Oder Journalisten, die in unsäglicher Weise die Wahrheit verdrehen, ihr Berufsethos verletzen. Alle haben den gesehen, der mitgelaufen ist bei der Liveübertragung dieses schändlichen Umzugs der gefangenen ukrainischen Soldaten in Donezk. Solche konkreten Personen, die auch in Russland überall bekannt sind, die sollten aus meiner Sicht auf so eine Liste, aber auch europäische oder amerikanische Staatsbürger, die für ‚Russia Today‘ arbeiten.
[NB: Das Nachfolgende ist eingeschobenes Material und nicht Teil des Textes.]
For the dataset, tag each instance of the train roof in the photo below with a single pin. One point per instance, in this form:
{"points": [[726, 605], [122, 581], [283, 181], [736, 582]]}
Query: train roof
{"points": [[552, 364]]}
Den Amerikanern könnte man auch die Einreise nach Europa verweigern, und den Europäern vielleicht, die in Amerika, damit man auch bei uns deutlich macht, wer sich zu so etwas herablässt oder dafür bezahlen lässt, der wird auch persönlich sanktioniert.“
(18.9.2014) Es ist klar, dass die USA einen Keil zwischen Europa und Russland treiben, weil sie eine Art „Limes“ zwischen Riga und Odessa errichten wollen. Alles westlich dieser Linie ist dann unter Kontrolle der USA, doch um dieses Ziel zu erreichen, muss man auch gegen alles Russische im öffentlichen Bewusstsein vorgehen. Das Verhalten der EU ist bereits Ausdruck weitreichender Einflussnahme der USA auf die Union, die eigentlich ein Zusammenschluss souveräner Staaten sein sollte.